Big Data and Credit Scoring in Indonesia

Darmawan Zaini, Chief Technology & Product Officer, UangTeman

Darmawan Zaini, Chief Technology & Product Officer, UangTeman

As one of the hottest emerging markets in the world, forecasted by the IMF to overtake Brazil and Russia by the end of the decade, Indonesia is a pretty exciting market to be in right now. With over 104.2 million people accessing the internet and 65.2 million people owning a smartphone in 2016, it is one of the biggest online markets worldwide. Having said that, it is also known that only a small number of people in emerging markets actually have their data in public credit registries. This is the challenge we’re currently facing at UangTeman, as the first online short-term micro loan provider in Indonesia: how to assess someone’s credit worthiness when they have no credit history whatsoever?

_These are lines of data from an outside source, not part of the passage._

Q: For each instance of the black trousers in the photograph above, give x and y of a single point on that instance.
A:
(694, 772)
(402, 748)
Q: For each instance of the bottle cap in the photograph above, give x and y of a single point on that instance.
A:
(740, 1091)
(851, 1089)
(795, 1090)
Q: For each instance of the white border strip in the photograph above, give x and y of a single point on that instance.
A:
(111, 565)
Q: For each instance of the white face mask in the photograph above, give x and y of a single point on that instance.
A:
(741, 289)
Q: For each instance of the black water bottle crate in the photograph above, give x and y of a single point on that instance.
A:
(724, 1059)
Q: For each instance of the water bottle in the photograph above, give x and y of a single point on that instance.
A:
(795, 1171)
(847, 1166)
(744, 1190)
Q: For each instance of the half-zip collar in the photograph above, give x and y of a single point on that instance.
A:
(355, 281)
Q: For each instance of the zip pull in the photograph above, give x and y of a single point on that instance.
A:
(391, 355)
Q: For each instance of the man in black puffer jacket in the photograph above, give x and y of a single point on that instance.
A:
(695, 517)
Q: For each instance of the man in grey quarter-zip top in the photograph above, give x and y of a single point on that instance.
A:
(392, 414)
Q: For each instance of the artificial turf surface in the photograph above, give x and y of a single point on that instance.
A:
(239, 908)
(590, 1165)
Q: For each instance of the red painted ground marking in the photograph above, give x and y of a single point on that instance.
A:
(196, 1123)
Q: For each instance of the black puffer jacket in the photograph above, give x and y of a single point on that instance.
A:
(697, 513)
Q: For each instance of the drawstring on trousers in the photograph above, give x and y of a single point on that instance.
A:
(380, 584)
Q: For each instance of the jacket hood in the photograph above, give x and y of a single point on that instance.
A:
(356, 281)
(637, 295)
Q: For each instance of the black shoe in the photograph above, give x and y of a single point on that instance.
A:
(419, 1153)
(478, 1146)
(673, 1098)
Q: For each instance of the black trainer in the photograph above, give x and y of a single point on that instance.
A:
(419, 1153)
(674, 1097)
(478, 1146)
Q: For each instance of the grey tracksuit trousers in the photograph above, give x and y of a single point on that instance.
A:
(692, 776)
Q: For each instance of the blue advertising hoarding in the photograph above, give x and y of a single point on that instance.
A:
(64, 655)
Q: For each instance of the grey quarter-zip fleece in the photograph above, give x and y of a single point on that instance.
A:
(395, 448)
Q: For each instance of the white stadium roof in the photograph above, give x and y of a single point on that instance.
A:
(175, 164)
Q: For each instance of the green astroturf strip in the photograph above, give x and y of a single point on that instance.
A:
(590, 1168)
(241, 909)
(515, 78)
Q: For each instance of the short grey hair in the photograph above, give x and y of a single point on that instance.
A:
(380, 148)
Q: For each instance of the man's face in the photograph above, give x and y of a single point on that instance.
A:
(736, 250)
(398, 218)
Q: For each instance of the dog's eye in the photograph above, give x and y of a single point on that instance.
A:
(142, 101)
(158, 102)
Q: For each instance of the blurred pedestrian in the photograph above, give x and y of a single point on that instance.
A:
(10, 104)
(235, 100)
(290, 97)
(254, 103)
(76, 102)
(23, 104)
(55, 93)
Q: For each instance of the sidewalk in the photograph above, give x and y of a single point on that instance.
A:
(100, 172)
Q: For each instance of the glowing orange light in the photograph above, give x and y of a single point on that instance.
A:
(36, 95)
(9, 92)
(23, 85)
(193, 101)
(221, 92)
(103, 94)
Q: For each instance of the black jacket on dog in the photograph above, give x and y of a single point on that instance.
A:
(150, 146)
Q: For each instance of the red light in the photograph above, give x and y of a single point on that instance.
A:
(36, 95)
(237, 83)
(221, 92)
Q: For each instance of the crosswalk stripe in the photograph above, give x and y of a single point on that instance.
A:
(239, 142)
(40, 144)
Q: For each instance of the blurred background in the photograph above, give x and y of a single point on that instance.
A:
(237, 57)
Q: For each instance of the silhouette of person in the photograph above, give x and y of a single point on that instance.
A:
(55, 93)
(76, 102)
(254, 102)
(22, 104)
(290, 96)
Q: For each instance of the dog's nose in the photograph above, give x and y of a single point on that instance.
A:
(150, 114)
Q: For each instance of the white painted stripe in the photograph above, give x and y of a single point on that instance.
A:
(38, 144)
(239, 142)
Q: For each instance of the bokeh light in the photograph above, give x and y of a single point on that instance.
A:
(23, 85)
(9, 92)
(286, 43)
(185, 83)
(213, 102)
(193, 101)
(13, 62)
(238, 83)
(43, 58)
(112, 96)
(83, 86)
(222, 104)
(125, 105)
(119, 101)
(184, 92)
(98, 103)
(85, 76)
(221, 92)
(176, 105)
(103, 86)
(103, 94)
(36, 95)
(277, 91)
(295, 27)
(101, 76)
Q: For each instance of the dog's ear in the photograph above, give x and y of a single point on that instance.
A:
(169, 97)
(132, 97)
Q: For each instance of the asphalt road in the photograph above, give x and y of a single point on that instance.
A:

Finding alternative/nontraditional data is easier said than done in Indonesia, as most of these data are not publically accessible. Which brings us to two other data sources: online data (browsing history, social media data) and mobile data (call logs, location data, top up information, etc).

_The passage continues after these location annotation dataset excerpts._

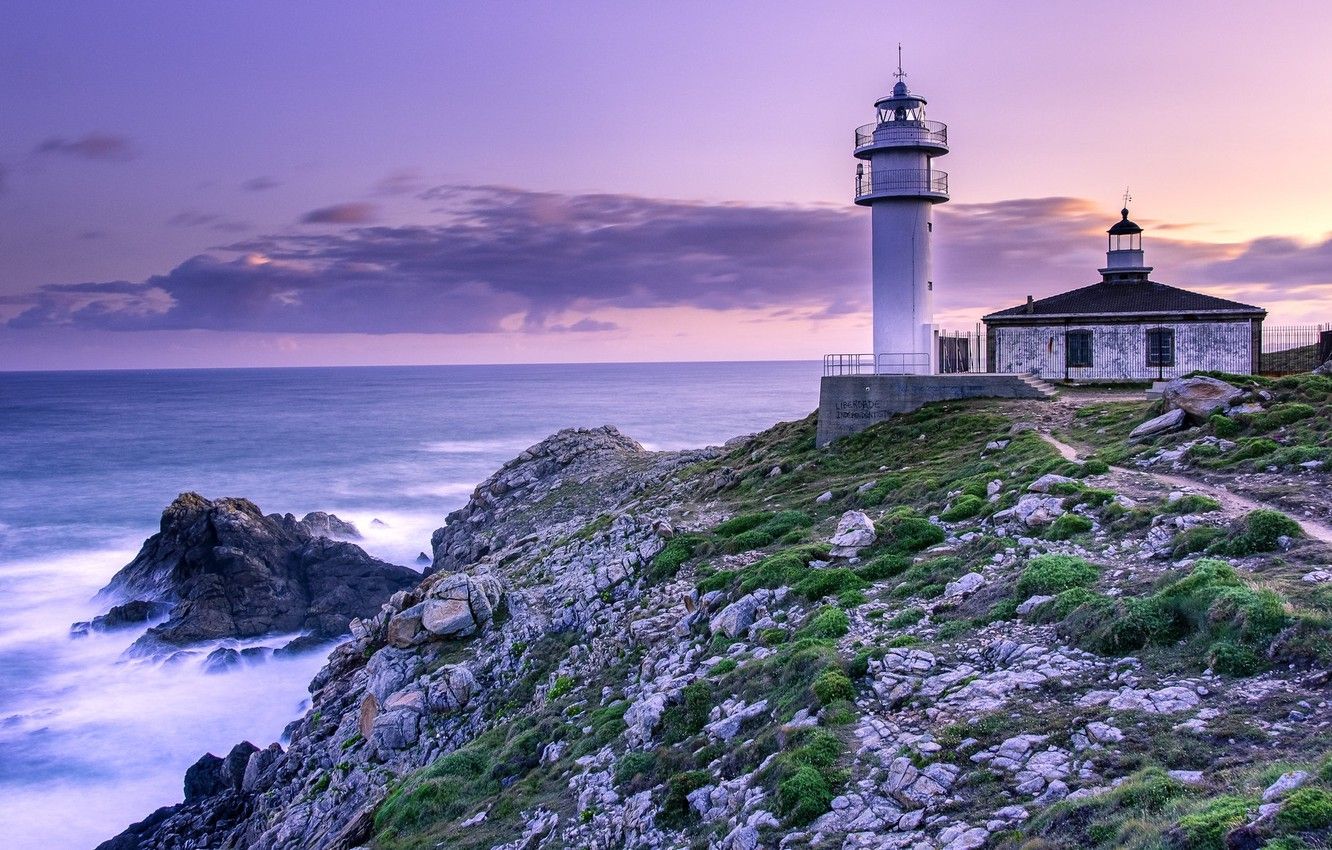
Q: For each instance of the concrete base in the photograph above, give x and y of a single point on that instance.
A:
(851, 403)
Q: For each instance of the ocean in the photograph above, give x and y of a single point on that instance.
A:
(91, 741)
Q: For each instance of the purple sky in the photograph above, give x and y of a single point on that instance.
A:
(267, 184)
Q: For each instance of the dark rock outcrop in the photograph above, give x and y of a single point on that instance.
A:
(320, 524)
(229, 572)
(123, 617)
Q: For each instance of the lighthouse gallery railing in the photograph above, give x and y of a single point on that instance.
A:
(934, 132)
(901, 180)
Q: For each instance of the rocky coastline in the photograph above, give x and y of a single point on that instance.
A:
(942, 633)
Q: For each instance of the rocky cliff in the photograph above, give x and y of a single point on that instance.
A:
(958, 629)
(221, 569)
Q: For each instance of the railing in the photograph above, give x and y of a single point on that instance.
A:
(907, 181)
(901, 133)
(1294, 348)
(885, 363)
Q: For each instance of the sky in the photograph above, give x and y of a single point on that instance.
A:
(245, 183)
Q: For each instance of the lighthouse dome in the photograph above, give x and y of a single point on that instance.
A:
(1124, 227)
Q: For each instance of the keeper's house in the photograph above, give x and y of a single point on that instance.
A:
(1126, 328)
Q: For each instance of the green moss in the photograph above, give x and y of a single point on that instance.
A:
(1259, 532)
(963, 508)
(674, 809)
(833, 685)
(1282, 415)
(883, 566)
(829, 622)
(1054, 573)
(906, 533)
(1207, 829)
(1223, 425)
(673, 556)
(1306, 809)
(818, 584)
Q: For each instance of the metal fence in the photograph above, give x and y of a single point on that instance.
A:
(1107, 353)
(1295, 348)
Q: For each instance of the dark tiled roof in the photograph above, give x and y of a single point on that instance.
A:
(1138, 297)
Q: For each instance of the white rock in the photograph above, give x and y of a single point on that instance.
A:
(965, 585)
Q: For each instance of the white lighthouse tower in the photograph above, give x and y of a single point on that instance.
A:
(898, 181)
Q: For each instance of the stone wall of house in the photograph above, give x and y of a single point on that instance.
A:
(1119, 351)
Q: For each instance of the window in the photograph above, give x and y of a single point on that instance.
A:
(1160, 347)
(1078, 348)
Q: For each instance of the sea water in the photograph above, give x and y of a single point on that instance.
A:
(91, 741)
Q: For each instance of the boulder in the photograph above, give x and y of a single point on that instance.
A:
(320, 524)
(1035, 510)
(1162, 424)
(737, 617)
(211, 776)
(231, 572)
(854, 532)
(1050, 481)
(1200, 396)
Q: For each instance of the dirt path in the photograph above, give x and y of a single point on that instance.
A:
(1232, 502)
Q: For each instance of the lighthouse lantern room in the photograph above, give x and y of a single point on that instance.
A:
(899, 184)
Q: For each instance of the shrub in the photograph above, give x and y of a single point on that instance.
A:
(1282, 415)
(562, 685)
(633, 765)
(818, 584)
(1066, 604)
(833, 685)
(906, 533)
(963, 508)
(1259, 532)
(1254, 446)
(1068, 525)
(1232, 658)
(803, 796)
(723, 666)
(829, 622)
(883, 566)
(742, 522)
(1196, 538)
(1223, 425)
(906, 617)
(1207, 829)
(810, 777)
(1307, 809)
(675, 806)
(1052, 573)
(697, 700)
(673, 556)
(747, 541)
(1192, 502)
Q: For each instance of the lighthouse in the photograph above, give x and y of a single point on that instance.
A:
(897, 180)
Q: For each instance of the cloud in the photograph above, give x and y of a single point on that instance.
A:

These kinds of data are easier to attain, with the proper user consent.

“Combined with other publically available regional financial data, we were able to muster a smart engine that helps with our creditworthiness assessments at scale, letting us perform experiments on subsets of our applicants, continuously fine-tuning the engine.”

Online and mobile behavioral data may not be enough for making good credit assessments, but it definitely can improve the results if used on top of traditional credit scoring methods. We can, for instance, look at users’ social media and/or email behavior, and correlate that to repayment/default behavior. As we assumed the existence of these correlations, we must always conduct experiments to validate them. At the end of the day, behavioral data can really be an indicator of someone’s financial behavior.

Having validated our assumptions on these online and mobile “Big Data”, we actually ended up with some “Smart Data” that we could create algorithms, patterns and math models off of. Combined with other publically available regional financial data, we were able to muster a (potentially) smart engine that helps with our creditworthiness assessments at scale, letting us perform experiments on subsets of our applicants, continuously fine-tuning the engine. As these experiments might prove costly in the beginning, the iterations are surely giving us a smarter engine each time. Seeing our engine’s Gini Coefficient to surpass the 0.6 mark, we find ourselves having better quality borrowers, reflected by lower delinquency and default rates.

As we strive to provide responsible financial inclusion to the under-banked at speed and scale, data definitely is our Holy Grail. Data is everywhere, just sitting around waiting to be analyzed. Theoretically, you can assess creditworthiness out of anything, as long as you have the risk appetite for it. Although traditional underwriting methods and human judgments are not to be undermined, we dream of building a credit scoring engine that can make good informed decisions out of all sorts of alternative data. Who knows, soon we’d be able to score someone’s creditworthiness out of their sleep cycle.